Energy storage to solve the diurnal, weekly, and seasonal mismatch and achieve zero-carbon electricity consumption in buildings

The cooperation of renewable energy and electrical energy storage can effectively achieve zero-carbon electricity consumption in buildings. This paper proposes a method to evaluate the mismatch between electricity consumption and renewable generation at different timescales and calculate energy storage requirements to achieve zero carbon. All five types of buildings analyzed in this paper have 30–40% of their electricity demand that cannot be fulfilled by real-time renewable generation. Moreover, the impact of energy storage on the mismatch is examined in terms of three factors: storage capacity, power rating, and storage duration.
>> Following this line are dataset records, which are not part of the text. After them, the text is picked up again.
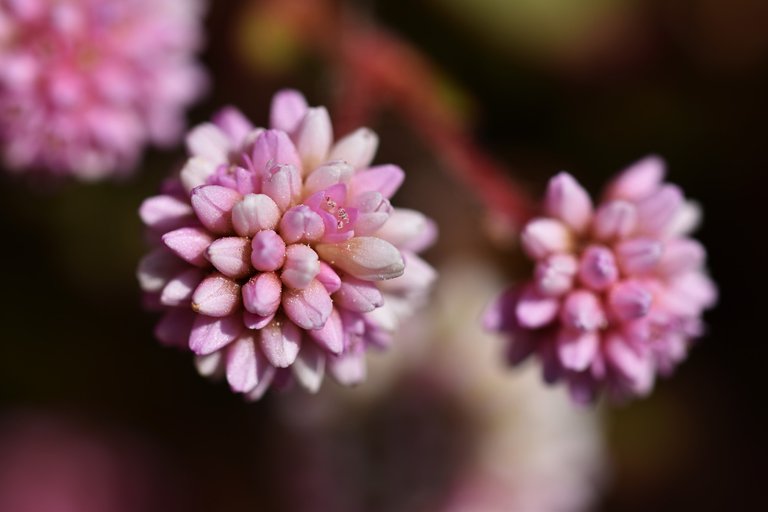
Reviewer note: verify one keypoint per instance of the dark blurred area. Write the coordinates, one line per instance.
(538, 85)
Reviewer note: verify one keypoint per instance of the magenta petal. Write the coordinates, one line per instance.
(331, 335)
(576, 349)
(231, 256)
(189, 244)
(287, 111)
(209, 333)
(213, 206)
(308, 308)
(534, 310)
(385, 179)
(261, 295)
(216, 295)
(280, 342)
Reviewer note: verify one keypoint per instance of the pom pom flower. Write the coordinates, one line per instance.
(86, 84)
(618, 290)
(278, 252)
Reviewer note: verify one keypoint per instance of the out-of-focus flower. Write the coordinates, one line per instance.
(618, 291)
(278, 251)
(86, 84)
(52, 463)
(441, 426)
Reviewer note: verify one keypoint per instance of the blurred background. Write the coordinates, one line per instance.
(93, 410)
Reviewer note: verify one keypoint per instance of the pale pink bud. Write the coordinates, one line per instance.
(209, 142)
(576, 349)
(368, 258)
(385, 179)
(597, 267)
(326, 176)
(568, 201)
(213, 206)
(267, 251)
(209, 333)
(534, 310)
(283, 184)
(288, 109)
(331, 335)
(639, 180)
(582, 311)
(542, 237)
(358, 295)
(273, 148)
(630, 300)
(255, 213)
(357, 148)
(300, 267)
(309, 308)
(280, 342)
(231, 256)
(189, 244)
(301, 223)
(179, 289)
(680, 256)
(616, 219)
(314, 137)
(554, 275)
(329, 277)
(309, 367)
(216, 295)
(639, 255)
(261, 294)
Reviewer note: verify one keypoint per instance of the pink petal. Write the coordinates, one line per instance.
(576, 349)
(261, 294)
(308, 308)
(267, 251)
(542, 237)
(357, 148)
(256, 212)
(301, 266)
(280, 342)
(313, 137)
(189, 244)
(358, 295)
(615, 219)
(309, 367)
(582, 311)
(367, 258)
(231, 256)
(209, 333)
(331, 335)
(534, 310)
(301, 223)
(216, 295)
(213, 206)
(288, 109)
(598, 269)
(385, 179)
(568, 201)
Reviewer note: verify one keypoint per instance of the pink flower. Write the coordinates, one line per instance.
(618, 290)
(278, 252)
(86, 84)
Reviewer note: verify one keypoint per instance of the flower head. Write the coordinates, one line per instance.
(86, 84)
(278, 252)
(618, 290)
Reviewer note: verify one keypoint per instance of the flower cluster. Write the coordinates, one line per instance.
(86, 84)
(278, 252)
(618, 291)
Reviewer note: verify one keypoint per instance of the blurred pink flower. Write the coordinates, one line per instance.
(278, 252)
(86, 84)
(618, 291)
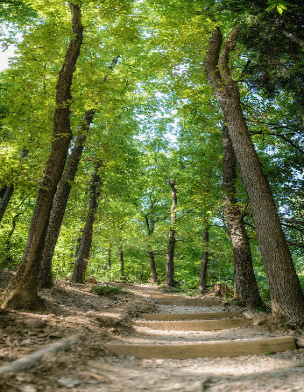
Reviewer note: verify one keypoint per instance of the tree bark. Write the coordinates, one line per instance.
(246, 288)
(172, 240)
(109, 257)
(286, 294)
(204, 262)
(150, 226)
(22, 291)
(152, 267)
(121, 263)
(83, 254)
(60, 203)
(6, 193)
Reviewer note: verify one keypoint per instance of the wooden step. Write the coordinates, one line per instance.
(193, 325)
(208, 349)
(166, 296)
(190, 316)
(186, 301)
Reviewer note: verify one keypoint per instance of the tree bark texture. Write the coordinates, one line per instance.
(109, 258)
(245, 283)
(60, 203)
(22, 291)
(286, 294)
(83, 254)
(6, 193)
(121, 263)
(172, 239)
(150, 226)
(204, 262)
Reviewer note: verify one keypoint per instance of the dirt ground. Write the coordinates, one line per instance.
(72, 309)
(75, 309)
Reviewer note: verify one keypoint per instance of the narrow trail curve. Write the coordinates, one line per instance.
(176, 350)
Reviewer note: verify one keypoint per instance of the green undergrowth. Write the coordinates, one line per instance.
(107, 291)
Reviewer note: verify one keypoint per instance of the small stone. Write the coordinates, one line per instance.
(259, 321)
(35, 323)
(68, 382)
(92, 280)
(248, 314)
(26, 342)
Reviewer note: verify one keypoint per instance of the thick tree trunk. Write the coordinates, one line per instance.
(6, 193)
(204, 262)
(150, 226)
(121, 263)
(152, 267)
(246, 288)
(22, 291)
(285, 290)
(83, 254)
(109, 258)
(172, 240)
(59, 205)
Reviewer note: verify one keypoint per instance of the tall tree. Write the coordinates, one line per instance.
(286, 293)
(22, 291)
(83, 253)
(204, 262)
(59, 205)
(172, 239)
(150, 223)
(245, 284)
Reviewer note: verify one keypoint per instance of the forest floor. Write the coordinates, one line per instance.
(74, 309)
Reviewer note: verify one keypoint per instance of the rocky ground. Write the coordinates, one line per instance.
(96, 320)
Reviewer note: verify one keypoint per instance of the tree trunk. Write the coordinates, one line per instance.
(204, 262)
(83, 254)
(150, 226)
(172, 240)
(152, 267)
(6, 193)
(246, 288)
(59, 205)
(22, 291)
(121, 263)
(109, 258)
(285, 290)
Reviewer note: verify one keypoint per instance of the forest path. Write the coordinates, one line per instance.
(195, 348)
(88, 366)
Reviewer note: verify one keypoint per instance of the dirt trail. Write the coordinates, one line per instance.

Despite that diurnal mismatch accounts for more than half of the annual mismatch, it is relatively manageable through energy storage. In contrast, the seasonal mismatch is a much thornier issue, even if it is the least component. Although buildings have comparable proportions of unsatisfied demand, the storage capacity requirement varies widely (350–800 times average hourly electricity consumption). This paper provides various implications. First, it is critical to persistently develop medium- and long-duration electrical storage technologies (appropriate storage duration is 37–185 h), such as large-scale compressed air or pumped hydroelectricity. Second, the adoption of nearly zero-carbon electricity can save most investment in electrical energy storage because of the diminishing marginal benefit. Third, compared with isolated buildings, cooperation of buildings significantly saves storage capacity due to their complementary electricity consumption.